Thursday, November 26, 2015 – Issy-les-Moulineaux to Paris
I am shocked at how many people smoke in Paris. I see no active campaigns against smoking, although there is a campaign encouraging people not to throw their cigarette butts on the ground. The billboard announces that Parisians toss 350 tons of cigarette butts a year. I wonder how many municipal workers are thus ensured full employment? And I wonder about the global carbon footprint of cigarette consumption?
It is Thanksgiving, and the day is cool but sunny. I have an easy 5-mile trek to central Paris, crossing the Seine River where my end point today is L’Arc de Triomphe. My final day’s walk will be from there to the UN Climate Summit’s conference site in the northeast suburb of Le Bourget.
I see on the streets of Paris all the preparations relevant to the summit, and it strikes me that this event is as important to Paris as the Olympics would be to any major city in the world. But unlike the Olympics, we should hardly expect 24/7 coverage on U.S. television, and perhaps very little coverage at all.
But can it be fully on board if the voices of the average person are silenced? On Sunday, I will finish the last six miles of this 200+ mile walk, despite the French government’s decision to ban protests, marches and other “outdoor activities.”
In the wake of the November 13 terrorist attacks, caution and vigilance are essential. I get that. I support that. But squashing public participation is wrong and unjustified.
It’s really a question of priorities. The French government allows Christmas events to continue. The crowded markets I saw yesterday along the Champs-Elysées weren’t canceled. Sporting events will go on. The actual Summit continues as planned.

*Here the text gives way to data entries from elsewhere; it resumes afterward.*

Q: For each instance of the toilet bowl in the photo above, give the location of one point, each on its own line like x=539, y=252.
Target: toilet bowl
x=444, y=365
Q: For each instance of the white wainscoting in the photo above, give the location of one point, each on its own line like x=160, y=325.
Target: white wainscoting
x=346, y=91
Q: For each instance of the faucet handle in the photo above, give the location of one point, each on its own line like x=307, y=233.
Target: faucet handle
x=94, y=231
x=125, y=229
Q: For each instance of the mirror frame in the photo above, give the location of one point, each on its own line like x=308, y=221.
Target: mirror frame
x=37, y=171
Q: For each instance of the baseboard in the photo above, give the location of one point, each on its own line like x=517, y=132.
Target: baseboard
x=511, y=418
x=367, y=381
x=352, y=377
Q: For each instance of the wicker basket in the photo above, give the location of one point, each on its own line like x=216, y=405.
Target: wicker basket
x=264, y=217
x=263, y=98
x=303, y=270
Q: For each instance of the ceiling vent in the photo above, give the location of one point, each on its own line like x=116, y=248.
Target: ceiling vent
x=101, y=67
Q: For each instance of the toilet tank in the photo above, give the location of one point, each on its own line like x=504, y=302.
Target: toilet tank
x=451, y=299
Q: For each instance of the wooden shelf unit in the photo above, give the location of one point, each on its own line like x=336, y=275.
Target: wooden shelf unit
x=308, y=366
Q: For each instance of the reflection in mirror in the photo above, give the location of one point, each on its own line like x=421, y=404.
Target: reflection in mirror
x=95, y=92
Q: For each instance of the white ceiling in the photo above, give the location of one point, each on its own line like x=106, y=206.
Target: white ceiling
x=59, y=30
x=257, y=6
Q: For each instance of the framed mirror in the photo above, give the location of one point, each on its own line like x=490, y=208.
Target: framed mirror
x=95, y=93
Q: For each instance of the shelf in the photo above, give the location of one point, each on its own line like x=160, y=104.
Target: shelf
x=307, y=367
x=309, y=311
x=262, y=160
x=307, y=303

What I hear some people in Paris saying is that this is an intentional effort to silence the grassroots and the voices of those most affected by climate change. And since President Obama has not raised any objections with French President Hollande, I can only assume that the Obama administration supports the French government in this silencing of the public’s voice in the climate debate.
It will be interesting to see what happens on Sunday, with the march that anticipated hundreds of thousands of people being cancelled. I hear more and more rumblings that something will happen, that people will not be silent, even though many of the established grassroots organizations that were behind the march have meekly complied with the government’s request. I am not sure I’ll be able to walk to the summit, to conclude my journey as planned. We’ll see. I’ll give it my best.
My Thanksgiving dinner tonight is with five strangers. We are crammed together in a packed little restaurant, a place described to me as a “couscous restaurant.” I have vegetables, couscous, and some wonderful conversation with four Parisians and an Algerian. As I have come to expect, they all understand the urgency of climate change. But the Algerian man feels rather hopeless. I tell him I am cautiously optimistic that what comes out of the climate summit will give us all a much-needed dose of hope.
That remains to be seen. For today, I am thankful that we have made it to Paris, that I have met so many wonderful people along the way, and for this delicious variation on the traditional Thanksgiving dinner.